Was versteht man unter Phytotherapie?
Schon seit Jahrhunderten nutzen die Menschen Pflanzen zur Behandlung von Krankheiten. Heute wird die Phytotherapie als Behandlung mit Pflanzen bezeichnet. Im Jahr 1500 v. Chr. dokumentiert der medizinische Papyrus von Ebers die Verwendung von Pflanzen in der Medizin. Später wurden Heilpflanzen in Klöstern angebaut und zu therapeutischen Zwecken verwendet. Pflanzen werden schon seit Jahrhunderten zu therapeutischen Zwecken eingesetzt. So gibt es beispielsweise Hinweise darauf, dass Extrakte aus dem Gingko biloba-Baum, der als der älteste überlebende Baum gilt, bei älteren Patienten das Kurzzeitgedächtnis verbessern können.
Was ist Phytotherapie?
Der Begriff „Phytotherapie“ leitet sich von den griechischen Wörtern „phytos“ für „Pflanze“ und „therapeia“ für „Behandlung“ ab. Bei der Phytotherapie werden Pflanzen in verschiedenen pharmazeutischen Formen, wie Tees, Sirup oder Tabletten, zum Schutz und zur Behandlung von Krankheiten eingesetzt.

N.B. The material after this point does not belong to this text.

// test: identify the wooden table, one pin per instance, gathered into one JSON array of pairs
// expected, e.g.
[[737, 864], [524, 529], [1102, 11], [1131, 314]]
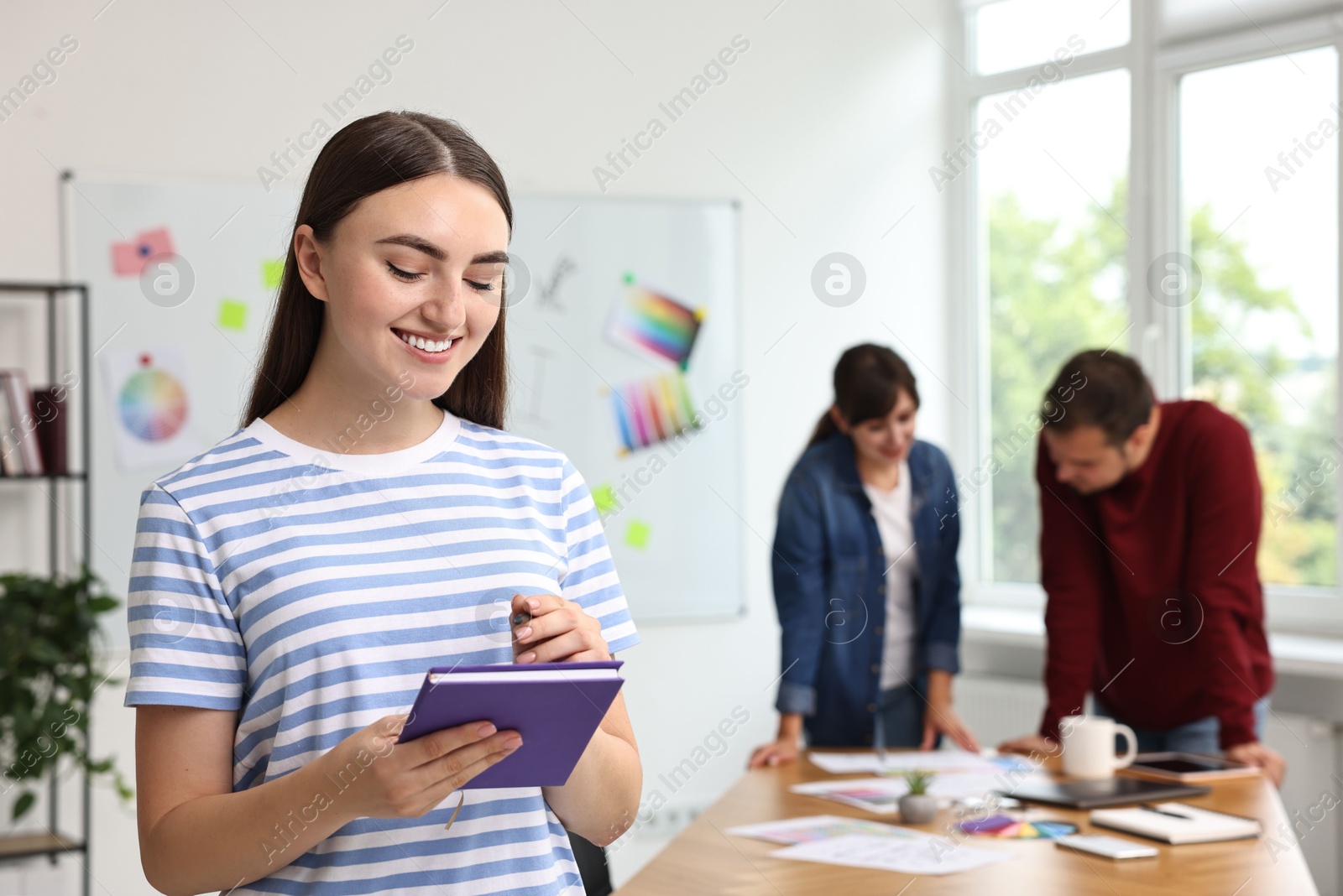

Die Phytotherapie ist keine alternative Behandlung. Es handelt sich um eine komplementärmedizinische Praxis, die auf den Schutz und die Behandlung der Gesundheit abzielt. Die Phytotherapie ist eine rationale und evidenzbasierte Behandlungsmethode. Bei der Phytotherapie ist genau bekannt, welcher Wirkstoff oder welche Stoffgruppe für die biologischen Wirkungen verantwortlich ist.